Knapp ein Jahr später stand bereits der Rohbau. Und ab November 1969 hatte die inzwischen mehr als fünfzigköpfige Mannschaft ihre erste Bewährungsprobe zu bestehen: Acht Monate lang steuerte sie AZUR, den ersten deutschen Forschungssatelliten. Es folgten immer anspruchsvollere Missionen, darunter die Sonnensonden Helios 1 und 2.
Doch ab Mitte der 1970er-Jahre blieben neue Projekte aus. und das Deutsche Raumfahrtkontrollzentrum geriet in eine Krise. Bis es in das Spacelab-Programm eingebunden wurde.

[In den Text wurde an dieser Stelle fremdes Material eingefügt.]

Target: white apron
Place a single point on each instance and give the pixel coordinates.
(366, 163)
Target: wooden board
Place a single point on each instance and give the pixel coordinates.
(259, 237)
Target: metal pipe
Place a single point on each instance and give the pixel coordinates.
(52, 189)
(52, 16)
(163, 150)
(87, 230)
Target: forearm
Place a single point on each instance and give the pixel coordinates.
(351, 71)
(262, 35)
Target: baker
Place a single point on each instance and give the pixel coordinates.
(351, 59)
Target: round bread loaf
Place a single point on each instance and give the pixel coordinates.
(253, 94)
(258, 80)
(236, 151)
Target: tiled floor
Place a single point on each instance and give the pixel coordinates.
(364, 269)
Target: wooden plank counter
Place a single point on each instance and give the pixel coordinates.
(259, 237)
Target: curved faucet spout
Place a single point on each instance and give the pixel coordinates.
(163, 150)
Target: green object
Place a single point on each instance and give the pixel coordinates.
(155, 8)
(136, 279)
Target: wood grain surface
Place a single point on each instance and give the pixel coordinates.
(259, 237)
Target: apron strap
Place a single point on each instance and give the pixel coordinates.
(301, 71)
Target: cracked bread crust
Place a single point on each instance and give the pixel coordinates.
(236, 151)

Vertrauensbeweis – Das GSOC kontrolliert Spacelab-Experimente
Beim Jungfernflug des europäischen Raumlabors Spacelab mit dem deutschen Astronauten Ulf Merbold Ende 1983 betreute das GSOC von Oberpfaffenhofen aus die Experimente europäischer Materialwissenschaftler. Damit überzeugte man offenbar auch die Verantwortlichen der NASA.
Zwei Jahre später, bei der ersten Spacelab-Mission unter deutscher Federführung, durfte das GSOC alle Experimente kontrollieren. Ein großer Vertrauensbeweis, wie Astronaut Prof. Reinhold Ewald betont, der mehrere Jahre für das Raumfahrtkontrollzentrum gearbeitet hat: "Das war das erste Mal, dass die NASA das so aus der Hand gegeben hat. Und das war natürlich auf die gute Vorarbeit mit den anderen Missionen zurückzuführen."

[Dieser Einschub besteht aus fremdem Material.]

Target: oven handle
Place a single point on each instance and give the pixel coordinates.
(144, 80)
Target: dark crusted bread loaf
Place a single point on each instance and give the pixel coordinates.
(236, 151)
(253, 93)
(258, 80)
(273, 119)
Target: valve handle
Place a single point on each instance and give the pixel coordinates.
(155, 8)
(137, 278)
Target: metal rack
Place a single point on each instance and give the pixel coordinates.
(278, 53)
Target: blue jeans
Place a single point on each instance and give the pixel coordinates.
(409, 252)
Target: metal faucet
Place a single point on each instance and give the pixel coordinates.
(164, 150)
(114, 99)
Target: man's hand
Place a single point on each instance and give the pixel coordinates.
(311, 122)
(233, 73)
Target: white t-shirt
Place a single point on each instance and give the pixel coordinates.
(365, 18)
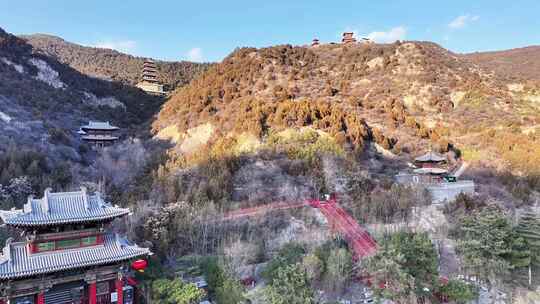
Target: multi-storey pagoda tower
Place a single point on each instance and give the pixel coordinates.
(150, 82)
(68, 254)
(99, 134)
(348, 37)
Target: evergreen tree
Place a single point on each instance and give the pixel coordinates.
(485, 245)
(528, 230)
(290, 286)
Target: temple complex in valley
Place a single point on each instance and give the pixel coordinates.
(150, 82)
(67, 253)
(434, 172)
(99, 134)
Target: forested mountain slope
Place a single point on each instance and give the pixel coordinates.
(44, 101)
(112, 65)
(397, 94)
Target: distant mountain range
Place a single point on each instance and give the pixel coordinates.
(405, 96)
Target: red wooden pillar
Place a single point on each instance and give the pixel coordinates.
(92, 293)
(40, 298)
(120, 290)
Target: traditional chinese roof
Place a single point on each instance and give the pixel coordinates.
(99, 125)
(430, 157)
(98, 137)
(435, 171)
(62, 208)
(17, 262)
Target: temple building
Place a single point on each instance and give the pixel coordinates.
(99, 134)
(433, 172)
(431, 167)
(68, 254)
(366, 41)
(348, 37)
(150, 82)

Auch bei der zweiten deutschen Spacelab-Missionen D 2 herrschte Hochbetrieb in Oberpfaffenhofen. Zusätzlich zur Betriebsmannschaft waren die Wissenschaftler vor Ort, deren Experimente im Raumlabor liefen.

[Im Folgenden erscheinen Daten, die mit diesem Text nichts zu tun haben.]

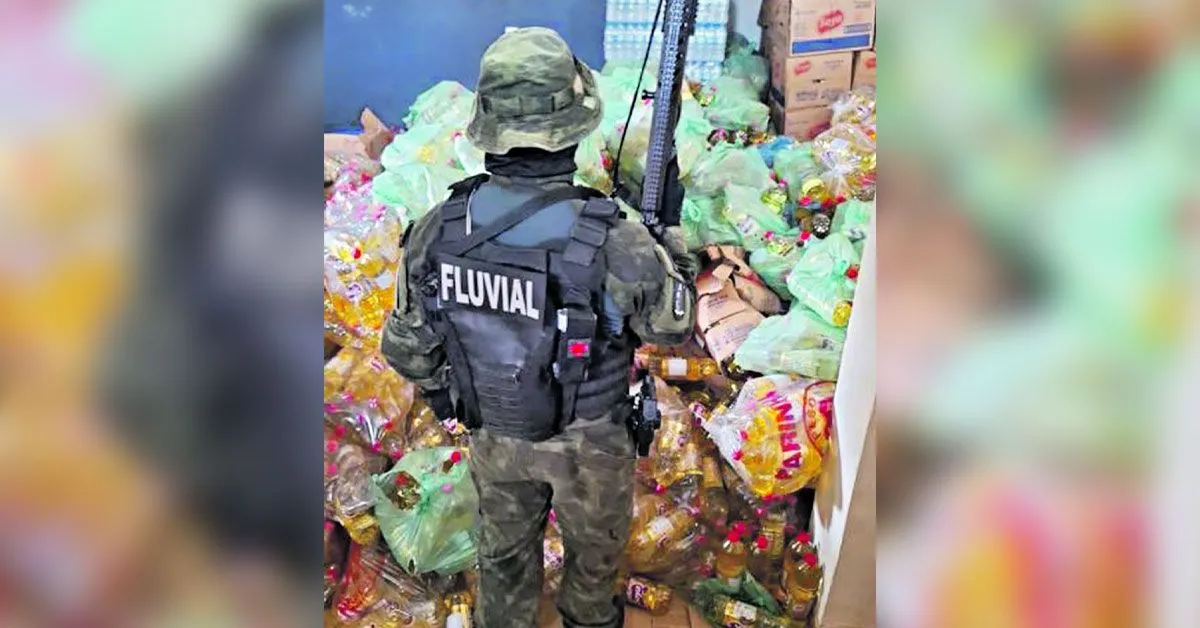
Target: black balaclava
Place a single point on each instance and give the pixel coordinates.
(532, 162)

Immer im Blick – Satelliten brauchen Kontrolle
Parallel zu den ersten Astronautenmissionen begann das Deutsche Raumfahrtkontrollzentrum ab Mitte der 1980er-Jahren auch wieder verstärkt Satelliten und Sonden zu betreuen. Darunter das Röntgenteleskop ROSAT, das mehr als 100.000 neue Röntgenquellen im All entdeckte. Über ein eigenes Kontrollzentrum in Köln war das GSOC auch für die Kometen-Landesonde Philae zuständig.
Im Moment steuert das Kontrollzentrum neben Columbus sechs Satellitenmissionen, darunter das Satelliten-Paar TerraSAR-X und TanDEM-X. Die beiden Radarsatelliten erstellen ein digitales Höhenmodell unseres Planeten. Dazu rasen sie im engen Formationsflug um die Erde. Gleichzeitig schrauben sich ihre Bahnen umeinander.
"Als wenn Vettel in Monaco durch die Straßen fetzt"
Dr. Martin Wickler, den stellvertretenden Leiter im Missionsbetrieb des GSOC, erinnert das an ein Formel-1-Rennen: "Die Satelliten fliegen in 200 Meter Abstand mit 27.000 Stundenkilometern Geschwindigkeit. Es ist fast so, als wenn Vettel in Monaco durch die Straßen fetzt. Man sollte schauen, dass die Satelliten nicht irgendwie zusammenstoßen." Denn das wäre das Ende der Mission. Entspannt zurücklehnen kann sich die Mannschaft des Deutschen Raumfahrtkontrollzentrums auch nach 50 Jahren und mehr als 70 Missionen nicht.